Anmerkung zum Predigttext:
Die Wahl der Übersetzung fällt schwer, die Lutherübersetzung hat den Vorteil ihrer vertrauten, poetischen Formulierungen, andererseits ist es auch gut, eine Übersetzung zu wählen, die den Ausdruck „Synagoge des Satans“ etwas freier übersetzt,(z. B. Hoffnung für alle) denn die Formulierung klingt ja zunächst in den Ohren einer heutigen deutschen Gemeinde anders, als im noch Judenchristlich geprägten Umfeld der kleinasiatischen Gemeinden zur Zeit der Abfassung der Offenbarung.

Liebe Gemeinde,
Ein Trost -Text. Ein Trost Text für diese verregneten Novembertage, ein Trosttext für die stillen Traurigen Feiertage, die wir zur Zeit begehen: Das Gedenken für die Toten der Kriege an diesem Sonntag und das Gedenken für die Toten der Gemeinde am nächsten Sonntag.
Ein Trosttext für alle, die leiden.
Haben sie schon einmal gedacht, die ganze Welt steht gegen sie, alles hat sich gegen sie verschworen. Oder kennen sie jemanden, der gerade ganz schwer zu kämpfen hat? In solchen Situationen ist dieser Text ein guter Text, ein wohltuender Text. Balsam für alle Mobbingopfer.
Mir ist auch nicht entgangen, wie bösartig euch die Leute verleumden, die sich für fromm halten, in Wirklichkeit aber Gehilfen des Satans sind. (Offenbarung 2, 9b, Hoffnung für Alle)
Am Ende wird sich zeigen, wer Recht hatte, es gibt so etwas wie eine ausgleichende Gerechtigkeit nach dem Tode.
Bekannter und beliebter ist der Text noch als Beerdigungstext, ein Text für Trauernde: der zweite, ewige Tod wird uns nichts anhaben können, wenn wir an Jesus Christus glauben.

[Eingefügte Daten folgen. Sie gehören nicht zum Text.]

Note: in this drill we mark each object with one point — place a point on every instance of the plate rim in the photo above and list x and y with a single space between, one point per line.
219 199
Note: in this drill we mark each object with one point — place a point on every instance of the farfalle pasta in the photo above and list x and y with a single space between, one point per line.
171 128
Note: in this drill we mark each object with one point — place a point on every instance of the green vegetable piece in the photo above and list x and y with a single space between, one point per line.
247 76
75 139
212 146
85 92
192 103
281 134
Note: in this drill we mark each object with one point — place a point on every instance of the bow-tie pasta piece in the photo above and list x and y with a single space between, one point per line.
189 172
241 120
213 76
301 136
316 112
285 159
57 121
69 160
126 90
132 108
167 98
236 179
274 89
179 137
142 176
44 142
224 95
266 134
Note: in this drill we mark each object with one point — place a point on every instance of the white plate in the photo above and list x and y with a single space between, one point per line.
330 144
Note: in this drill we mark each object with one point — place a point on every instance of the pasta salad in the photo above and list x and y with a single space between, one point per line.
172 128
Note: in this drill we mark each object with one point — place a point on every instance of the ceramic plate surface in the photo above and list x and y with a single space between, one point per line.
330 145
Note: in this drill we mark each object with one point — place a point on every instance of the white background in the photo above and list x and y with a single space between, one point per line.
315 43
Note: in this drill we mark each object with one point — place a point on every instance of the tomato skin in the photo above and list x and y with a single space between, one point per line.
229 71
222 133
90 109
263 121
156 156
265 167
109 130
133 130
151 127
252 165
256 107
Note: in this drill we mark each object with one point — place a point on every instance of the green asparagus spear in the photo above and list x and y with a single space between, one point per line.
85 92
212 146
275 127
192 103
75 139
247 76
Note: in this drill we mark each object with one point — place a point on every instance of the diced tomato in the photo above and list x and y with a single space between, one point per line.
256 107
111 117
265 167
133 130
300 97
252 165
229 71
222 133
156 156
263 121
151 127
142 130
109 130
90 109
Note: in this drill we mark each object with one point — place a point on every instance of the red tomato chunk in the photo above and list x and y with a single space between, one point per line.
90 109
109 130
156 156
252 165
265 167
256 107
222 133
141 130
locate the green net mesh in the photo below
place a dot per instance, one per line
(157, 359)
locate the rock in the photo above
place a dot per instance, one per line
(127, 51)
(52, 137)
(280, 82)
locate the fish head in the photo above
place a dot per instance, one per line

Die Gemeinde im Smyrna war in so großer Bedrängnis, einmal durch das Heidentum und den römischen Staat, die Möglichkeit lokaler Christenverfolgungen. Dann gab aber auch Konflikte von der anderen Seite , von innen, Konflikte mit Menschen aus der jüdischen Gemeinde, der sie sich noch immer zugehörig fühlten.. Einige in der jüdischen Gemeinde, wollten aber anscheinend von mit ihnen nicht mehr viel zu tun haben, sie aus der Synagoge ausschließen. Das schmerzte doppelt: einerseits fühlten sie sich noch als Juden, als Juden, die Christus als Messias verehrten, deren heilige Schrift aber nach wie vor die Heilige Schrift der Juden war (das neue Testament gab es noch nicht). Auch verloren sie ganz konkret ohne die Anerkennung der Juden den Schutz vor staatlicher Verfolgung, den das Judentum war eine im römischen Reich erlaubte Religion, Juden waren vor dem Zwang zur Anbetung des Kaisers befreit. Christen waren vor dem Gesetz gar nichts.
Christen waren also bedroht, an Seele und Leib in Smyrna. Sie brauchten die Aufmunterung zum durchhalten.
Darum, diese Aufmunterung, die der Seher Johannes diktiert bekommt.
Sei getreu bis an den Tod, so will ich dir die Krone des Lebens geben. (Offenbarung 2, 10 Luther 1984)
Zwei Fragen drängenmir als modernen Menschen auf:
Bin ich wirklich immer auf der richtigen Seite, gebe ich auch nicht immer zu schnell nach? Überhaupt: ich sehe nicht immer die ganze Welt als feindlich an.
Und zweitens: ist mir die ausgleichende Gerechtigkeit nach dem Tode nicht viel zu lange hin. Ich will hier und jetzt Gerechtigkeit.

Viele Menschen erleben die Zeit im November mit kürzeren Tagen, die dann voll grauem Regenwetter sind als die Zeit der Traurigkeit: Winterdepression.
Die Geschäfte versuchen und aufzuheitern, in dem sie Unmassen von Weihnachtsdekoration zum Verkauf anbieten. Umsonst, denn zumindest hier in Hildesheim weiß man noch: erst müssen die „stillen Feiertage“, Volkstrauertag und Totensonntag vergehen, bevor man Häuser und Straßen für die Advents und Weihnachtszeit vorbereiten kann.
Die Trauer, um das, was gewesen ist, muss Zeit und Raum einnehmen können, nur dann ist es möglich sich freuen zu können.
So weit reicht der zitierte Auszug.